Perspective: The end of philanthropy

Salesforce.com CEO Marc Benioff writes that corporate acts of goodwill typically occur in isolation, separate from the forces that created them, and remain the exception rather than the rule.

Marc Benioff The Change Agent
Benioff founded Salesforce.com and the Salesforce Foundation, among the first cloud-based companies and philanthropy organizations in the tech industry. He's also known for his personal philanthropy and stance on fairness and equality.
Marc Benioff
4 min read

Anti-globalists around the world are convinced that globalization is destroying the native cultures, economies and environments of the poor and underrepresented. Sadly, this view is supported by numerous examples of companies acting without a sense of corporate responsibility. In a business culture that values shareholder profit above all else, the typical global corporation is completely disenfranchised from the communities in which it operates.

It was not always this way. Local companies used to serve local communities, and the value they produced stayed in the community. As firms prospered and expanded, stakeholders throughout the community benefited. The system was hardly perfect, but it was far more equitable than in our era of global corporations.

The questions facing today's corporate leaders are not easy to answer. How can we develop a model that integrates a commitment to all our stakeholders, not solely our shareholders? How do we bridge the digital divide between the "haves" and "have-nots," those that "can" and the "can-nots"? And how can we accomplish this while preserving the concept and the economic benefits of a global corporation?

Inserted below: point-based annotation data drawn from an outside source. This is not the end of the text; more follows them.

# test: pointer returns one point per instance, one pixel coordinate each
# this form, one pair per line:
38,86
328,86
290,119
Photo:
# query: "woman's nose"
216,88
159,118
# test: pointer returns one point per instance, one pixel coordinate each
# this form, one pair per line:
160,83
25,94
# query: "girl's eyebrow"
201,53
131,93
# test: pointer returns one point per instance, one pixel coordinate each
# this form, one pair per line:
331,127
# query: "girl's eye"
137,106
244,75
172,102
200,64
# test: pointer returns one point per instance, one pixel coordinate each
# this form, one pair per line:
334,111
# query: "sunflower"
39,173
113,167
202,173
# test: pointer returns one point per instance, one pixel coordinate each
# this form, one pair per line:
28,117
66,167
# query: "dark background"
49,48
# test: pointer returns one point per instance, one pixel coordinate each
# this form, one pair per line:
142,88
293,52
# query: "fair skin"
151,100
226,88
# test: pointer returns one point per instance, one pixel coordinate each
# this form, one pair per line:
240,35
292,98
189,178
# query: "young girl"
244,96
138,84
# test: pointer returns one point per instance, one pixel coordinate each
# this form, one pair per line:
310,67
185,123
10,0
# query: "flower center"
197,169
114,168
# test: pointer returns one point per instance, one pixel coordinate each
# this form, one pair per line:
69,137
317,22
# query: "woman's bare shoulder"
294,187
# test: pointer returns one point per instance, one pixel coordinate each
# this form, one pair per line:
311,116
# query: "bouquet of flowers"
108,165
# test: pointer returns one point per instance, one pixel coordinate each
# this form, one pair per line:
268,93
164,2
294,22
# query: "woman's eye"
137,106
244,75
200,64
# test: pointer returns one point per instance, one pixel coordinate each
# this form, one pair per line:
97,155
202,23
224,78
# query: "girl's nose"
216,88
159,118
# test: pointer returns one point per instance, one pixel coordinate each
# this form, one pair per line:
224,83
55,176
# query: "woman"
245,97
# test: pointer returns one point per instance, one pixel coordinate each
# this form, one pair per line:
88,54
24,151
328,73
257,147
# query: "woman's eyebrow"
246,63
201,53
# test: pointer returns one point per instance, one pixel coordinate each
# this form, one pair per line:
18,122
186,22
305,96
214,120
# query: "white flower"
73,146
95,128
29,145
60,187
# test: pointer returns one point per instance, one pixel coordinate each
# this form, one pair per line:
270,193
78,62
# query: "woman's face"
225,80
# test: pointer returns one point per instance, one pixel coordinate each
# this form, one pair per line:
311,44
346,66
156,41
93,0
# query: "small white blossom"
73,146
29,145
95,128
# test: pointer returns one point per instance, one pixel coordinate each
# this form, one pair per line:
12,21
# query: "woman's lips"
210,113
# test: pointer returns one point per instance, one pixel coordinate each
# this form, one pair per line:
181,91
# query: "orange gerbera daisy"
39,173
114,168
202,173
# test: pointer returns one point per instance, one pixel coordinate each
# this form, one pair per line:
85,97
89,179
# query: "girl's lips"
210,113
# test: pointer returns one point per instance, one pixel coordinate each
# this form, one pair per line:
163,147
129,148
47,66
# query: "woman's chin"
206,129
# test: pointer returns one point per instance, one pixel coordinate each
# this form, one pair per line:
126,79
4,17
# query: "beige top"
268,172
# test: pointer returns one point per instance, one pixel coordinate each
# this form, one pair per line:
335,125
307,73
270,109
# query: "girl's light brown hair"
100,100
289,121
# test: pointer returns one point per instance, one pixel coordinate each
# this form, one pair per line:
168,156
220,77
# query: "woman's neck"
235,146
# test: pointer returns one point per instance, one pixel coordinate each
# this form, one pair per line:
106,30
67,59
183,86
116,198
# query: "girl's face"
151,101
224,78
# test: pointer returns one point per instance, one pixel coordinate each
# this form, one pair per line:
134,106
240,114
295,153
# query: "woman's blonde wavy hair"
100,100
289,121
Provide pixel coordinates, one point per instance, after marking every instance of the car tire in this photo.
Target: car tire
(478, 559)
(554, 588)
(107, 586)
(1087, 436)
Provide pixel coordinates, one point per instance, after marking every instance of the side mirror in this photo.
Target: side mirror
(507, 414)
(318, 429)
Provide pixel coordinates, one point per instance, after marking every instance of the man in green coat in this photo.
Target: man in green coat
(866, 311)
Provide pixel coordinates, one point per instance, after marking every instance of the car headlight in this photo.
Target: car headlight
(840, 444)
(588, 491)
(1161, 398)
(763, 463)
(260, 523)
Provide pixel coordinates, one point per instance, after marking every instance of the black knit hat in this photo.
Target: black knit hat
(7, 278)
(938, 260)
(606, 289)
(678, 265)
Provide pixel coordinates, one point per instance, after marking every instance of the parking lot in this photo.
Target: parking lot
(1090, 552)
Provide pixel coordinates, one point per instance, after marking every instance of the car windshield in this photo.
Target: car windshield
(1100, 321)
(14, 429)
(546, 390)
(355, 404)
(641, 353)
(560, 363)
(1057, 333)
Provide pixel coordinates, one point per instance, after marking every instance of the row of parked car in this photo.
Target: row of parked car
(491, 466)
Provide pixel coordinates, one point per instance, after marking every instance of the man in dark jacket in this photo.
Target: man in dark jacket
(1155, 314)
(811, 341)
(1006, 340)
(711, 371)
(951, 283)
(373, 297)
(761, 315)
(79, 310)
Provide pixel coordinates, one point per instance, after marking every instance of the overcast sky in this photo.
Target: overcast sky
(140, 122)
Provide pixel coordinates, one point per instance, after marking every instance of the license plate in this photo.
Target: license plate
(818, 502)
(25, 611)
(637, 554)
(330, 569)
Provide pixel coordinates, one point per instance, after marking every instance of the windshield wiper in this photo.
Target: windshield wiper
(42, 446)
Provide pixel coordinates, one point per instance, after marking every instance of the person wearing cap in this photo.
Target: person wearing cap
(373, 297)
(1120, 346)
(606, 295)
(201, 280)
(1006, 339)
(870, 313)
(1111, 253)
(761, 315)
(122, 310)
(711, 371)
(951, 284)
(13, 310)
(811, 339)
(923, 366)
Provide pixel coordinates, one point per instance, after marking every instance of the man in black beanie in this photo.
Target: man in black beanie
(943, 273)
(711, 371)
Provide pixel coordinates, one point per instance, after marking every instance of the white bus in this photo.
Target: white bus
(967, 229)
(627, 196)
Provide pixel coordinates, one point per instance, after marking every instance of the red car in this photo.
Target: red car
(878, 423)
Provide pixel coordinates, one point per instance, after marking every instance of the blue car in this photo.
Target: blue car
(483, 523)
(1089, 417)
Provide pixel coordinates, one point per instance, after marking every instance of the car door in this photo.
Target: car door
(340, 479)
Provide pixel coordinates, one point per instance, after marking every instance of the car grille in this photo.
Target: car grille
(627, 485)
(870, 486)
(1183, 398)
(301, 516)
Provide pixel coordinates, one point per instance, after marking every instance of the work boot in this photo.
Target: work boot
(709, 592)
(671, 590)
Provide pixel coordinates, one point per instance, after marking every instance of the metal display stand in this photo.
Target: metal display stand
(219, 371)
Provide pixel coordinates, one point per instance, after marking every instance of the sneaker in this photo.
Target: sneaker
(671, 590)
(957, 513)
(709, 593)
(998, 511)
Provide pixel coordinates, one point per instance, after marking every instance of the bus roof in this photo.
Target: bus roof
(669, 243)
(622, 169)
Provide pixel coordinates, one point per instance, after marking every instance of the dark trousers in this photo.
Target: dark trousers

The problem is that corporate acts of goodwill typically occur in isolation, separate from the forces that created them, and are the exception rather than the rule. We must develop a new architecture for globalization--with full awareness of the constraints of the current system--that makes "doing good" an integral part of doing business and herald what some have called the end of philanthropy.

The integrated corporation
The integrated corporation not only creates value for its traditional shareholders, but just as importantly, plays a vital role in supporting local and global communities by using diverse resources unavailable to smaller, local companies. Creating value within the community is an integral piece of the socially engaged corporation's goals.

Four areas are immediately apparent: corporate value, corporate profits and products, corporate time, and government influence. Accordingly, four models have emerged:

• Place a percentage of corporate equity into a public charity.

• Return a percentage of profits to the global communities served.

• Encourage employees to dedicate a percentage of their time for community service activities.

• Use government influence to positively affect policies for global communities.

Research verifies that companies can make a major difference with relatively small investments. Alan Hassenfeld, chief executive of Hasbro, has pioneered many of the concepts of the integrated corporation with a goal to have 1 percent of corporate time dedicated to local community service. Employees have four hours of paid time-off a month to volunteer with children and simply log on to the company's Web site, where nonprofit agencies list their needs.

We must develop a new architecture for globalization--with full awareness of the constraints of the current system--that makes "doing good" an integral part of doing business.

In 1992, Timberland, one of the largest outdoor-clothing companies, created its Path of Service program through which each employee dedicates 16 hours of paid service to his or her community. This fully integrated project has resulted in more than 200,000 hours of service through more than 200 social-service agencies in communities spanning 30 states and 18 foreign countries.

Merck, one of the world's most successful pharmaceutical companies, decided several years ago to donate to African villages the drug Mectizan, used to control river blindness. Working with the World Health Organization, the World Bank, dozens of NGOs and local ministries, Merck provides a valuable resource to more than 25 million people annually.

Ben and Jerry's, the popular ice-cream maker, has taken the idea of integrated service furthest of all by fully integrating philanthropy into its products, marketing and human-resource practices. The company donates 7.5 percent of its pretax earnings and has a director of social mission development to oversee corporate grants. It also supports the Ben & Jerry's Foundation and employee community-action teams. No other company has such an explicit program for donating profits and time.

As U.N. Secretary-General Kofi Annan has said, "Those who have the power and means, governments and businesses, must show that economics, properly applied, and profits, wisely invested, can bring social benefits within reach not only for the few, but for the many and eventually for all."

While we will be able to witness the benefit of programs like these on society, we should also be conscious of the effect it will have on the companies providing the service. Employees seeking greater levels of fulfillment in their own lives will have to look no further than their workplace. As corporate leaders, we can come forward and use our leadership skills for a higher purpose: to fully integrate our global companies into the systems of which we are a part.